Prof. Markus Rüegg on neuromuscular diseases
Simply taking a breath – impossible without muscles. People who suffer from neuromuscular diseases are very aware of this fact. Markus Rüegg investigates these diseases; their causes and how genetic defects affect the muscle cells.
Cross section of mouse muscle fibres. Left: healthy muscle. Right: dystrophic muscle with dying and regenerating muscle fibres.
How many muscles do we have and what is their function?
There are about 650 different muscles in the human body. Our lives would be unthinkable without them. Not only do we need them to move our arms and legs but also to be able to speak, breathe and even for every time we blink our eyes.
What causes neuromuscular diseases?
In most cases, the disorder results from a genetic defect and already appears in childhood. The disease is usually chronic and progressive, deteriorating with each day that passes. Many of the individuals affected do not survive past childhood.
Where does the problem lie?
The genetic mutations affect the proteins that are important for the stability of the muscle scaffold. As a result, the muscle fibers become unstable and susceptible to damage. Finally, they degenerate completely.
How common are such disorders?
Neuromuscular diseases belong to the rare diseases. This means that not more that 5 out of 10,000 people are affected. Despite their rarity, there are about 100 different forms of neuromuscular diseases.
How do the forms differ?
These diseases can be roughly divided into three groups: those where the neurons responsible for movement, called motor neurons, are affected; those where the junction between the motor neurons and muscle are defective; and those where the muscle fibers themselves are impaired. Duchenne muscular dystrophy is one of the most common genetically inherited neuromuscular disorders. It only affects males and is already apparent soon after birth.

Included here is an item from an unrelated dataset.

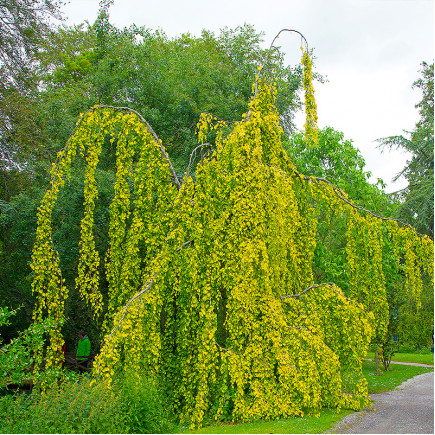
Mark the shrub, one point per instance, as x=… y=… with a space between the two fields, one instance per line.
x=133 y=405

How are these diseases treated?
Currently, physicians can only treat the symptoms. The aim of the therapy is to alleviate pain and muscle cramping as well as reduce breathing and swallowing difficulties. However, there is hope that in the future gene technology methods could be used to treat the cause of the disease. The first promising drugs have already been developed. This includes the medication Raxone®, produced by Santhera, for treating Duchenne muscular dystrophy.
Which new approaches to therapy have been provided by your research?
In one of our recent studies, we could demonstrate that two designed proteins can stabilize and strengthen the unstable cell scaffolding of the muscles in congenital muscular dystrophy. In the mouse model, treatment with these proteins increases life expectancy more than fivefold. Although this drug does not cure the disease, there is the great hope, that such a treatment could significantly improve the life expectancy and quality of life of the patients.